Lirik atau syairnya sebagai berikut:

Weong ko nai ge

(Kasihan hidupku)

Weong weleng nai ge anak diongk aku ta

(Kasian tersesat hidupku anak siapa aku ini)

Kawe ende toe repeng

(Cari mama tidak ditemukan)

Kawe ema toe lesa

(Cari bapak/ayah sudah tiada)

Ide de weong nai ge

(Aduh kasian hidupku)

Weong ko nai ge

(Kasihan hidupku)

Weong weleng nai ge wau diongk aku ta

(Kasihan hidupku keluarga siapakah aku ini)

Ho’o calangn anak wada

(Beginilah anak buangan)

Ho’o copel anak oke

(Beginilah celakanya akan buangan)

Ide de weong nai ge

(Aduh kasihan hatiku)

Neka ta, neka ta oke anak reme wara

(Janganlah, janganlah buang anak saat masih merah/bayi)

Weri latung gok latung

(Tanam jagung panen jagung)

Weri woja ako woja

(Tanam padi menuai padi)

Lawa ee ei ee

(Manusia ee ei ee)

Aram ta latung coko tai ta

(Siapa tau jagung tongkol padat berisi nanti)

Woja wole tai ta

(Padi bernas nanti)

One limed morin mose de

(Di tangan Tuhanlah hidup kita)

Sebelum melaju lebih jauh, pertama-tama harus dipahami bahwa bahasa Manggarai di bagian Flores, NTT, merupakan bahasa yang sarat makna, kaya ungkapan (go’et), dan varian bunyi yang khas. Tiap kata dan akhiran bermakna khas dan tentu berbeda maknanya bila dibubuhi akhiran tertentu, seperti bahasa Latin.

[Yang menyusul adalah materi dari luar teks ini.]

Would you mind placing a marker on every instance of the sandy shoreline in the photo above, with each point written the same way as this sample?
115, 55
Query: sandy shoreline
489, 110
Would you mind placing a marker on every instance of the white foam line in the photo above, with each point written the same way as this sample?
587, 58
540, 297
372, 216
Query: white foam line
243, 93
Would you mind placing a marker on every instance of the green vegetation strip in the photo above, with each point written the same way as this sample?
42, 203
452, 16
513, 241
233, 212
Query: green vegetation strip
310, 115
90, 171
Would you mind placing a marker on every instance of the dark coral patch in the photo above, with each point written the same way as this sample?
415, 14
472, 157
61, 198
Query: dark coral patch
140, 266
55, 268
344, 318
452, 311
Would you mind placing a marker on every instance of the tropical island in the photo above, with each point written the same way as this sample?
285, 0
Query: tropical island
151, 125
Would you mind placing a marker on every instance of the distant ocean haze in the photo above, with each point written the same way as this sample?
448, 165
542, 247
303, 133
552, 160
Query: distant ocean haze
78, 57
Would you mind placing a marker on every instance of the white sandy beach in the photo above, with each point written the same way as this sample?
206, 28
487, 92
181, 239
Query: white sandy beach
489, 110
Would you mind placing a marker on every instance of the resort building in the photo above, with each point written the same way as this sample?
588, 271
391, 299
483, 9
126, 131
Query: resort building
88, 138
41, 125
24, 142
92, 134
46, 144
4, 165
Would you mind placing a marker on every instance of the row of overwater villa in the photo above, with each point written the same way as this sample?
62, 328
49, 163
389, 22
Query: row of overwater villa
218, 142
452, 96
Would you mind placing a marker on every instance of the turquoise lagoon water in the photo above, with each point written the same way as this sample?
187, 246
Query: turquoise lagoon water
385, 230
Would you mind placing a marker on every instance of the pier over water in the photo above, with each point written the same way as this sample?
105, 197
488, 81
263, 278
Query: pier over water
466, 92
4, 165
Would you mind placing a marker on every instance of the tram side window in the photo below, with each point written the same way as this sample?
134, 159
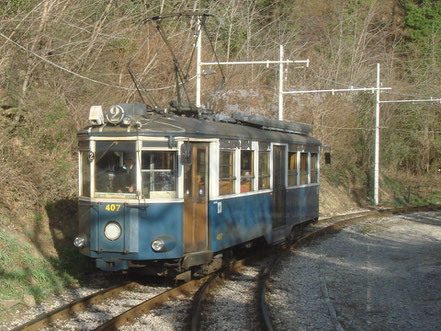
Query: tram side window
292, 169
226, 172
314, 170
246, 171
303, 168
264, 170
159, 171
85, 174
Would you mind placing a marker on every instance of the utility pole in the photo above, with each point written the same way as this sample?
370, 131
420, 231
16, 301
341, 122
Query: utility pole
377, 90
377, 141
280, 62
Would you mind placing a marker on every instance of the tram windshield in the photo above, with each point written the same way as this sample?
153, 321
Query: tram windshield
115, 169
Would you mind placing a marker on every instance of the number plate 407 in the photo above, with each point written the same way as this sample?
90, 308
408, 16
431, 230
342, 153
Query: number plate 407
112, 207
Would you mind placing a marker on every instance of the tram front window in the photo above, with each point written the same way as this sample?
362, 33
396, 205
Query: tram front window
159, 171
115, 169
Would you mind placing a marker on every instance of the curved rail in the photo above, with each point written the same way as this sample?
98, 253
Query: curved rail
339, 222
79, 305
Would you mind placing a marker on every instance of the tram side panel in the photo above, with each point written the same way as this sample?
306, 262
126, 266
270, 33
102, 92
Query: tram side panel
238, 220
302, 204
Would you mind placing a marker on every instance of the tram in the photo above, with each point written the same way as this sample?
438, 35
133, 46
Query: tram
172, 192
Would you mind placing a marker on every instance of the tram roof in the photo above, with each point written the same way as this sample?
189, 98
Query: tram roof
215, 127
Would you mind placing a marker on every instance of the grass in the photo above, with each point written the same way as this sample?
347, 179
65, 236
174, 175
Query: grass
24, 272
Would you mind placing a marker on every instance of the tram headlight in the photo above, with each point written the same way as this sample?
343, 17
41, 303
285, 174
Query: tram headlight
158, 244
127, 121
80, 241
112, 230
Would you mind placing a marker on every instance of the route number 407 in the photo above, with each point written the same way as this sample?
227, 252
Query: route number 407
112, 207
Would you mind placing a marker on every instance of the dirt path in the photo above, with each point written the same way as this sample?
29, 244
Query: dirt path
381, 274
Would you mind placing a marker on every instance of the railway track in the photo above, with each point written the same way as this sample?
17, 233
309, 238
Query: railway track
80, 313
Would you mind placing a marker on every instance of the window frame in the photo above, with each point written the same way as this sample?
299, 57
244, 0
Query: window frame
232, 171
247, 178
260, 176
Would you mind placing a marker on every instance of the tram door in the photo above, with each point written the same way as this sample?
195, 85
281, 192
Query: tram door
279, 189
196, 199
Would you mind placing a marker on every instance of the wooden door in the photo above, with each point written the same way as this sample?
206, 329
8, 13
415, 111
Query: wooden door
279, 188
196, 200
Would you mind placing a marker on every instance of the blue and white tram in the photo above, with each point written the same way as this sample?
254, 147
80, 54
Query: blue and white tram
169, 193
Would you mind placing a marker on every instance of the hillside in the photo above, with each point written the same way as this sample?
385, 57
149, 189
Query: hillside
57, 58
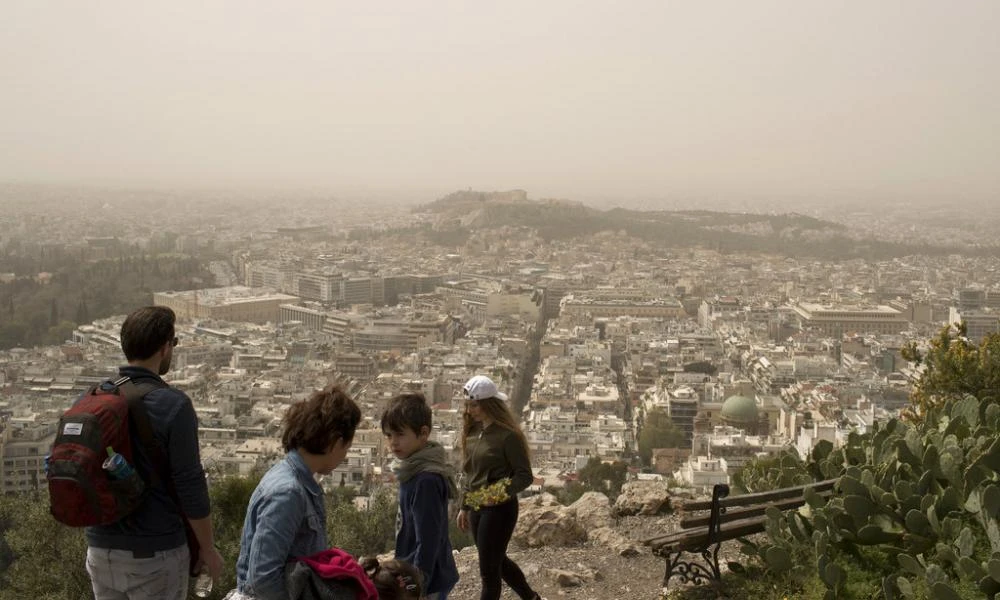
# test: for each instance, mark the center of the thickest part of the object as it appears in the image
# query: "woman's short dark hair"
(317, 423)
(146, 330)
(407, 410)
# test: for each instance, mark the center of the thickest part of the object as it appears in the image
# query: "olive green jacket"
(495, 453)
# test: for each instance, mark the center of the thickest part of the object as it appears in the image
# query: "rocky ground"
(601, 572)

Bahasa Manggarai memang sarat dengan kalimat sastra—penuh dengan ungkapan atau goet. Ungkapan-ungkapan itu kadang-kadang bisa diterjemahkan secara harafiah, tetapi juga bermakna metaforis, untuk menjelaskan sesuatu yang tidak dapat dijelaskan secara sederhana (menjelaskan “yang misteri”).

Orang-orang tua sering menghadirkan goet-goet untuk memberi petuah, personifikasi, atau menjelaskan sesuatu yang tidak bisa dijelaskan oleh kenyataan. Misalnya kata “bengkar one belang” (membuncah atau keluar dari bilah bambu yang sudah kering oleh karena matahari). Jika sudah kering biasanya bambu terbelah dan muncullah ulat atau binatang-bintang kecil dari dalamnya. Manusia Manggarai, biasa menyebut suku-suku atau leluhurnya “bengkar one belang“.

Baca juga :  Cear Cumpe, Ritus Pemberian Nama dalam Kebudayaan Manggarai, NTT

Ada juga ungkapan “bok one leso“. Biasanya bok digunakan untuk kacang tanah (koja), seperti koja bok. Biasanya kacang tanah yang bijinya tidak kenyal seperti biji kacang tanah lainnya disebut koja bok. Dari semua kacang tanah yang dipanen pasti ada koja bok di antaranya.

Kata bok juga hadir dalam ungkapan bok one leso. Saya tidak mengetahui arti sebenarnya dari ungkapan ini, tetapi biasa disebutkan untuk manusia atau leluhur beberapa suku orang Manggarai, seperti dalam ungkapan bok one leso. One artinya di dalam, sedangkan leso berarti matahari atau hari. Bok one leso secara harafiah artinya biji yang keluar (dari) matahari.

Orang-orang tua Manggarai biasa menghubungkan manusia dengan matahari. Dalam sebuah legenda, misalnya, ayam jantan yang berkokok pada pagi hari berasal dari manusia; manusia yang menjelma menjadi ayam jantan.

Ceritanya begini:

“Pada zaman dahulu kala seorang anak yatim bertanya pada ibunya. Dia menanyakan kepada sang mama siapa dan darimana asal bapaknya. Sang mama pun menjawab bahwa bapaknya le ranga de Morin (berada di [hulu]).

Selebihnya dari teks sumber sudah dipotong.